Canadian inflation eases to 2.2% in October as gas prices fall

Published 17/11/2025, 14:50

Investing.com -- Canadian inflation slowed in October, with the Consumer Price Index rising 2.2% on a year-over-year basis, down from 2.4% in September. The monthly gain of 0.2% (0.1% seasonally adjusted) marked a softening in price pressures, though one that fell just short of market expectations.

“Canadian inflation eased in October, albeit only partly offsetting the pick up seen in the previous month,” said CIBC economist Andrew Grantham. “However, that was a little firmer than expected (consensus 2.1%), and only partly offset the prior month’s acceleration (year-over-year inflation was 1.9% in August).”

The decline was driven largely by a sharper drop in gasoline prices, which fell 9.4% from a year earlier after dropping 4.1% in September, propelled by seasonal fuel blend changes and weaker global crude prices.
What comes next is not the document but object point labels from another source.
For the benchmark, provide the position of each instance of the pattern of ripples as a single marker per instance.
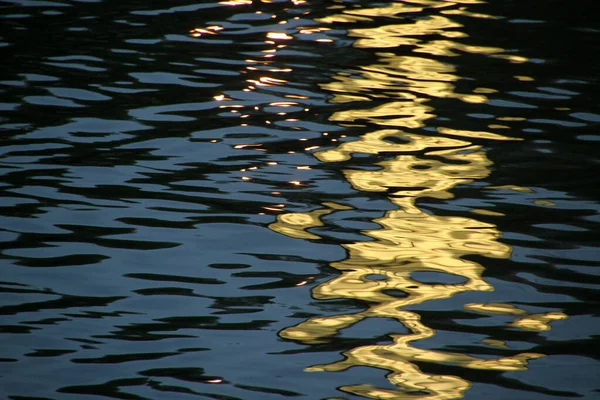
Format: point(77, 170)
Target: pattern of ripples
point(234, 199)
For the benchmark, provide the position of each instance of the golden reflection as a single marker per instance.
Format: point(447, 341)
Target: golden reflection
point(396, 94)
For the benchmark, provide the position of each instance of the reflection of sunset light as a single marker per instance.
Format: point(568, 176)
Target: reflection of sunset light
point(236, 2)
point(282, 104)
point(267, 80)
point(209, 30)
point(278, 36)
point(309, 31)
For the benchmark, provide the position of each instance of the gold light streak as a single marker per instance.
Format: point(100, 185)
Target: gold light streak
point(279, 36)
point(236, 2)
point(209, 30)
point(418, 164)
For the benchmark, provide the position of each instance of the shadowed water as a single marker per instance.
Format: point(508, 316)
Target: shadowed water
point(319, 199)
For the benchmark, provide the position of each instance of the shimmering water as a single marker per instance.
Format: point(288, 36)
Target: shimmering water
point(274, 199)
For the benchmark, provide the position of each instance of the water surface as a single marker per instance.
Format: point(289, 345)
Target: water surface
point(320, 199)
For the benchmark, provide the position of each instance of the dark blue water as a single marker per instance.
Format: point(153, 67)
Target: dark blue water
point(319, 199)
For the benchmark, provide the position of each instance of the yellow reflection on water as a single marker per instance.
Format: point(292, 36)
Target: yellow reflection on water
point(396, 93)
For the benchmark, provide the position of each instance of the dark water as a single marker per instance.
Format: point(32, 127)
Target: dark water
point(276, 199)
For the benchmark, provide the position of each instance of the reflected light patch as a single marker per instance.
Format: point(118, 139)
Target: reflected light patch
point(236, 2)
point(278, 36)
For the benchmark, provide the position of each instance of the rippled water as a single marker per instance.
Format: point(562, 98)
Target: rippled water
point(271, 199)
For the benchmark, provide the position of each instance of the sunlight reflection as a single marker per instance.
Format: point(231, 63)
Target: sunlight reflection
point(396, 94)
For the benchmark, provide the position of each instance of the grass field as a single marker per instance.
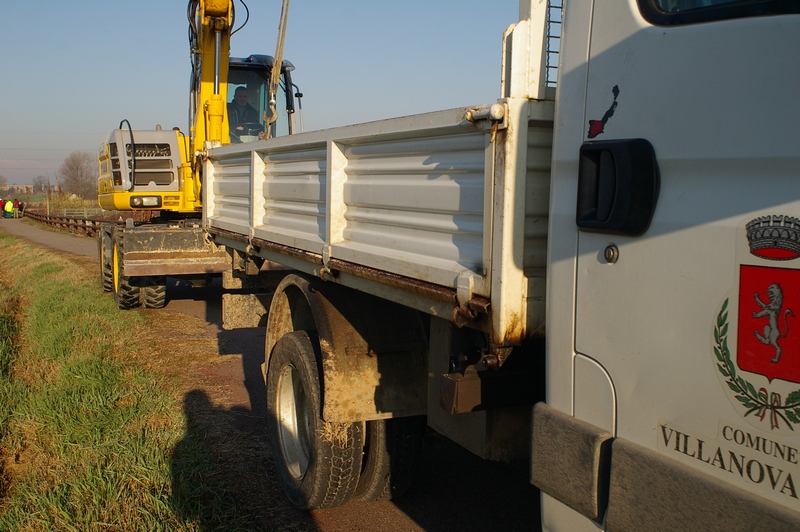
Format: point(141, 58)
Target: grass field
point(91, 437)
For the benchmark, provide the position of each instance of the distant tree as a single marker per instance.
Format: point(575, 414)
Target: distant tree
point(78, 175)
point(39, 183)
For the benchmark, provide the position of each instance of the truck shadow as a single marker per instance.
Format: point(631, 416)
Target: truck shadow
point(223, 477)
point(454, 490)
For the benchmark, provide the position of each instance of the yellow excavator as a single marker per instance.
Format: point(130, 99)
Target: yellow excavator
point(231, 100)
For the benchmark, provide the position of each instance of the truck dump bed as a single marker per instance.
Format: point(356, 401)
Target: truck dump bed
point(439, 205)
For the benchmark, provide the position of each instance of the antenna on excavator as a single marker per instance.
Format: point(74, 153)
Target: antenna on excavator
point(276, 68)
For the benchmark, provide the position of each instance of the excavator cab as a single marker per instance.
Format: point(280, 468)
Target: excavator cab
point(248, 99)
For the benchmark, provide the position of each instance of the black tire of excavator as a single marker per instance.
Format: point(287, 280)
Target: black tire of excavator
point(126, 296)
point(154, 293)
point(106, 262)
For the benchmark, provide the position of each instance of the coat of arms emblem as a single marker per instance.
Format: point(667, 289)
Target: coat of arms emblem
point(760, 364)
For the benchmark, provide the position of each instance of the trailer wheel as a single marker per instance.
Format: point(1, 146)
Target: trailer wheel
point(106, 262)
point(391, 458)
point(317, 462)
point(154, 294)
point(126, 296)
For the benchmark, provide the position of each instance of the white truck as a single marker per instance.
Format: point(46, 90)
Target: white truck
point(622, 250)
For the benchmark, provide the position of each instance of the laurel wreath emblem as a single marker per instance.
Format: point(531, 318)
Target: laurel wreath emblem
point(762, 403)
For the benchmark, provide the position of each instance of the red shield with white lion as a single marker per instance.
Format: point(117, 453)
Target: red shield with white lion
point(769, 337)
point(756, 334)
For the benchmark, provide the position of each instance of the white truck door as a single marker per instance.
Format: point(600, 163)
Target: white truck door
point(688, 272)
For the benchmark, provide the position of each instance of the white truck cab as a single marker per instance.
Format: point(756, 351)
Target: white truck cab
point(675, 338)
point(620, 243)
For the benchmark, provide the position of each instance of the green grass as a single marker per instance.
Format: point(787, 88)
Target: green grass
point(90, 438)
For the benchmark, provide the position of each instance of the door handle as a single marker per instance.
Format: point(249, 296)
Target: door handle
point(618, 184)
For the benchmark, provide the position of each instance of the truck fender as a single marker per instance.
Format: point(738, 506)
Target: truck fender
point(373, 352)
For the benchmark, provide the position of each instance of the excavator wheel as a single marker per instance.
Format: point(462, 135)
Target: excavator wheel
point(317, 462)
point(126, 296)
point(154, 292)
point(106, 261)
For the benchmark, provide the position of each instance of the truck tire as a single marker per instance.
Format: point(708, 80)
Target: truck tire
point(317, 462)
point(126, 296)
point(154, 293)
point(106, 262)
point(391, 458)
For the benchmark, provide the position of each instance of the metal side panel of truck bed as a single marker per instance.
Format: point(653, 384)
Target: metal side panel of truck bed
point(442, 203)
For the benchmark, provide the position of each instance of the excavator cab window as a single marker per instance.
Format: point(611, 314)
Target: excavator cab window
point(248, 100)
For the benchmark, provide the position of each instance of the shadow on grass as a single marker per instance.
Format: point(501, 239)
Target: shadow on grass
point(223, 477)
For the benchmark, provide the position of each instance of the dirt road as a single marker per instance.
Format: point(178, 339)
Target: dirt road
point(223, 395)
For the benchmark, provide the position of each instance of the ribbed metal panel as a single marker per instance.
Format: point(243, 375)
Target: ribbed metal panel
point(412, 203)
point(537, 197)
point(294, 191)
point(231, 188)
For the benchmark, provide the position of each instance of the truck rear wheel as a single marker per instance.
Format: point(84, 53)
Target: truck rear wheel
point(154, 293)
point(317, 462)
point(391, 457)
point(126, 296)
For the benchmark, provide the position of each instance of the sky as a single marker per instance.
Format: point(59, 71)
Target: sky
point(71, 71)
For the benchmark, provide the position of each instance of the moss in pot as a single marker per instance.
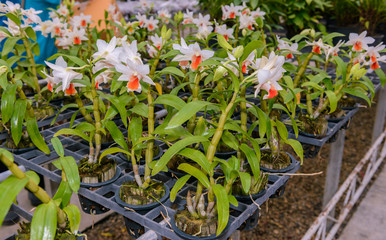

Excluding gasoline, CPI held steady at 2.6% on a 12-month basis, further reflecting the outsized role energy costs played in moderating headline inflation.

Food inflation eased slightly, with grocery prices rising 3.4% year-over-year compared to 4.0% the month before, though still outpacing overall inflation for a ninth straight month. Monthly grocery prices dropped 0.6%, the steepest decline since September 2020, helped by falling prices in fresh vegetables and processed foods.

Other inflation components showed renewed strength, particularly in telecom and insurance. “Prices for cellular services jumped and were up on a year-over-year basis for the first time since April 2023,” Grantham noted, as a monthly increase of 8.2% from wireless providers drove a 7.7% annual gain.

Core inflation measures showed mixed signals, with ex-food and energy prices seeing a firmer-than-expected monthly increase of 0.3% on a seasonally adjusted basis, though both the CPI-Trim and CPI-Median, which the Bank of Canada closely tracks, registered more subdued moves. Monthly gains in home insurance (+6.8%) and auto insurance (+7.3%) further reinforced that underlying pressures remain sticky.

“Overall, while inflation decelerated in October,” Grantham said, “it would take a longer period of easing price pressures, combined with indications of economic growth deteriorating again, to bring the Bank of Canada back off the sidelines.” CIBC continues to forecast no change in the overnight rate through the end of next year, as the central bank gauges whether the current trend holds.